Update verl to v0.4.1, vllm to v0.9.2 (#125)

hiyuchang · web-flow · commit 15f8a8bb4a0b · 2025-07-18T10:40:04.000+08:00
diff --git a/docs/sphinx_doc/source/tutorial/faq.md b/docs/sphinx_doc/source/tutorial/faq.md
@@ -96,7 +96,7 @@ ray start --head
 
 **A:** The following parameters may be helpful:
 
-- For trainer, adjust `actor_rollout_ref.actor.ppo_micro_batch_size_per_gpu` when `actor_rollout_ref.actor.use_dynamic_bsz=false`; adjust `actor_rollout_ref.actor.ppo_max_token_len_per_gpu` and `actor_rollout_ref.actor.ulysses_sequence_parallel_size` when `actor_rollout_ref.actor.use_dynamic_bsz=true`.
+- For trainer, adjust `actor_rollout_ref.actor.ppo_micro_batch_size_per_gpu` when `actor_rollout_ref.actor.use_dynamic_bsz=false`; adjust `actor_rollout_ref.actor.ppo_max_token_len_per_gpu` and `actor_rollout_ref.actor.ulysses_sequence_parallel_size` when `actor_rollout_ref.actor.use_dynamic_bsz=true`. Setting `actor_rollout_ref.actor.entropy_from_logits_with_chunking=true` may also help.

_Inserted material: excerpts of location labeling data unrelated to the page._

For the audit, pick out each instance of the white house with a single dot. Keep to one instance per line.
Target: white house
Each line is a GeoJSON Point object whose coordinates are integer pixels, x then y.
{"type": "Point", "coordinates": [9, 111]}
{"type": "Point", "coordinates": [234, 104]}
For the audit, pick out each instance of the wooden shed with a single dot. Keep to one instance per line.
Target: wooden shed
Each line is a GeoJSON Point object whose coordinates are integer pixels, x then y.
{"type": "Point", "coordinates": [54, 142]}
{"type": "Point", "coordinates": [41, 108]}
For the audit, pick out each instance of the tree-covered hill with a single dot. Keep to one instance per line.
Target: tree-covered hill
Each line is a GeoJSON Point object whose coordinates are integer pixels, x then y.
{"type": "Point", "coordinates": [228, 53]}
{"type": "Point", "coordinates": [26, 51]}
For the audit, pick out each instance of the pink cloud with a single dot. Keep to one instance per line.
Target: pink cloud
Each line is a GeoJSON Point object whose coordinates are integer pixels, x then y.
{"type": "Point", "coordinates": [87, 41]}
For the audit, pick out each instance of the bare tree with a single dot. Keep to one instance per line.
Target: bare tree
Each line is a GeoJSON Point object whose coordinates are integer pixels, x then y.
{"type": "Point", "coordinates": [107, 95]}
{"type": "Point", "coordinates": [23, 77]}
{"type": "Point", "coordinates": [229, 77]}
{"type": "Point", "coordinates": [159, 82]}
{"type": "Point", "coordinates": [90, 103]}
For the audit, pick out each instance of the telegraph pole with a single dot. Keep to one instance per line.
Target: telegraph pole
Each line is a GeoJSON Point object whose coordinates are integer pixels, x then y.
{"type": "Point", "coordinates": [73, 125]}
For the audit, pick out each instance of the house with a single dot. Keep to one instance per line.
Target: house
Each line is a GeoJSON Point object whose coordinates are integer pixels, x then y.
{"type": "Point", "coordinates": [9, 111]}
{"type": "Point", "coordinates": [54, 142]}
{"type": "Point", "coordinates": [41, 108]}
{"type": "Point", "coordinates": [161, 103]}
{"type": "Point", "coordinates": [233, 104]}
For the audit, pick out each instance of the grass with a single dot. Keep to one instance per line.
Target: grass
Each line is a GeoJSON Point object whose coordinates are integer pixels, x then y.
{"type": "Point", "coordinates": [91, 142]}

 - For explorer, adjust `explorer.rollout_model.tensor_parallel_size`,
 
 
diff --git a/docs/sphinx_doc/source/tutorial/trinity_configs.md b/docs/sphinx_doc/source/tutorial/trinity_configs.md
@@ -443,8 +443,11 @@ actor_rollout_ref:
     ppo_epochs: 1
     shuffle: False
     ulysses_sequence_parallel_size: 1 # sp size
+    entropy_from_logits_with_chunking: false
+    entropy_checkpointing: false
     checkpoint:
-      contents: ['model', 'hf_model', 'optimizer', 'extra']  # with 'hf_model' you can save whole model as hf format, now only use sharded model checkpoint to save space
+      load_contents: ['model', 'optimizer', 'extra']
+      save_contents: ['model', 'optimizer', 'extra']
     optim:
       lr: 1e-6
       lr_warmup_steps_ratio: 0.  # the total steps will be injected during runtime
@@ -458,17 +461,22 @@ actor_rollout_ref:
       param_offload: False
       optimizer_offload: False
       fsdp_size: -1
+      forward_prefetch: False
   ref:
     fsdp_config:
       param_offload: False
       wrap_policy:
         # transformer_layer_cls_to_wrap: None
         min_num_params: 0
+      fsdp_size: -1
+      forward_prefetch: False
     # log_prob_micro_batch_size: 4 # will be deprecated, use log_prob_micro_batch_size_per_gpu
     log_prob_micro_batch_size_per_gpu: 8
     log_prob_use_dynamic_bsz: ${actor_rollout_ref.actor.use_dynamic_bsz}
     log_prob_max_token_len_per_gpu: ${actor_rollout_ref.actor.ppo_max_token_len_per_gpu}
     ulysses_sequence_parallel_size: ${actor_rollout_ref.actor.ulysses_sequence_parallel_size} # sp size
+    entropy_from_logits_with_chunking: ${actor_rollout_ref.actor.entropy_from_logits_with_chunking}
+    entropy_checkpointing: ${actor_rollout_ref.actor.entropy_checkpointing}
 
 critic:
   strategy: fsdp
@@ -490,6 +498,7 @@ critic:
         # transformer_layer_cls_to_wrap: None
         min_num_params: 0
       fsdp_size: -1
+      forward_prefetch: False
   ppo_mini_batch_size: ${actor_rollout_ref.actor.ppo_mini_batch_size}
   ppo_micro_batch_size_per_gpu: 8
   forward_micro_batch_size_per_gpu: ${critic.ppo_micro_batch_size_per_gpu}
@@ -523,6 +532,9 @@ trainer:
 - `actor_rollout_ref.actor.use_dynamic_bsz`: Whether to reorganize the batch data, specifically to splice the shorter data to reduce the batch size in the actual training process.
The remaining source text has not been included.